In the next steps for the team, they are currently planning randomized clinical trials to show the effectiveness of these tests in hospital settings. Additionally, team members will begin investigating the role of human genetics in susceptibility and immune response to melioid infection.

Dr. Claire Chewapreecha, co-lead author at the Mahidol-Oxford Tropical Medicine Research Unit (MORU), Thailand and Wellcome Sanger Institute International Fellow, said: “Working in rural Thailand has many limitations. But we have shown that limitations breed innovation and what succeeds here can succeed anywhere I am so proud of the team behind this new, powerful rapid diagnostic test for melioidosis and hope it can be used anywhere in the world to get the right treatments to patients faster, ultimately saving lives. “

Dr Somsakul Wongpalee, co-lead author at Chiang Mai University, Thailand, said: “We carefully designed the CRISPR-BP34-based rapid diagnostic test with a robust algorithm and tested its performance in vitro. We are excited that the CRISPR-BP34 test demonstrates excellent diagnostic efficacy when tested in clinical samples, demonstrating its potential to significantly impact patient outcomes and save lives in the near future.”

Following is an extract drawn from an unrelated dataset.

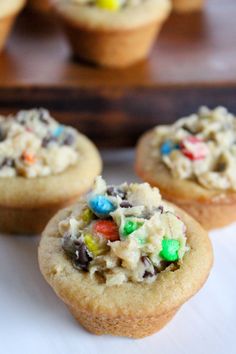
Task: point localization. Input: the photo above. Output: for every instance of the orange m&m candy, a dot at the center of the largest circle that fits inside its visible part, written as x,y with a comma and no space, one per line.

This research is a testament to international collaboration and how applying genomics at scale leads to clinical intervention. Using a genetic target mined from a bank of thousands of bacterial genomes, the team was able to produce an incredibly sensitive test that is specific for the bacterium behind melioidosis. I look forward to seeing the clinical implications of this research.”

Professor Nick Thomson, senior author and Head of Parasites and Microbes at the Wellcome Sanger Institute

Professor Nick Day, senior author and director of the Mahidol-Oxford Tropical Medicine Research Unit (MORU), Thailand, and the Wellcome Trust Thailand Asia and Africa Programme, said: “Meliosis has been neglected despite its high mortality and incidence in many parts of Asia. Early diagnosis is essential in order to initiate the specific treatment required as soon as possible. The new rapid diagnostic tool developed through this collaboration has the potential to be a game changer.”